Methods: We built a dynamic, stochastic, agent-based network model of black and white MSM aged 18-39 years in Atlanta, GA, USA, that incorporated race-specific individual and dyadic-level prevention and risk behaviours, network attributes, and care patterns. We estimated parameters from two Atlanta-based studies in this population (n=1117), supplemented by other published work. We modelled the ability for racial assortativity to generate or sustain disparities in the prevalence of HIV infection, alone or in conjunction with scenarios of observed racial patterns in behavioural, care, and susceptibility parameters.
Findings: Race-assortative mixing alone could not sustain a pre-existing disparity in prevalence of HIV between black and white MSM. Differences in care cascade, stigma-related behaviours, and CCR5 genotype each contributed substantially to the disparity (explaining 10·0%, 12·7%, and 19·1% of the disparity, respectively), but nearly half (44·5%) could not be explained by the factors investigated. A scenario assessing race-specific reporting differences in risk behaviour was the only one to yield a prevalence in black MSM (44·1%) similar to that observed (43·4%).
Interpretation: Racial assortativity is an inadequate explanation for observed disparities.
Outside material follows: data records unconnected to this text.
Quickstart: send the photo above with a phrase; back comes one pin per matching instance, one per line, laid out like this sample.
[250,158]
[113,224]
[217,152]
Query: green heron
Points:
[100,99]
Work to close the gap in the care cascade by race is imperative, as are efforts to increase serodiscussion and strengthen relationships among black MSM particularly. Further work is urgently needed to identify other sources of, and pathways for, this disparity, to integrate concomitant epidemics into models, and to understand reasons for racial differences in behavioural reporting.
Funding: The Eunice Kennedy Shriver National Institute of Child Health and Development, the National Institute of Allergy and Infectious Diseases, the National Institute of Minority Health and Health Disparities, and the National Institute of Mental Health.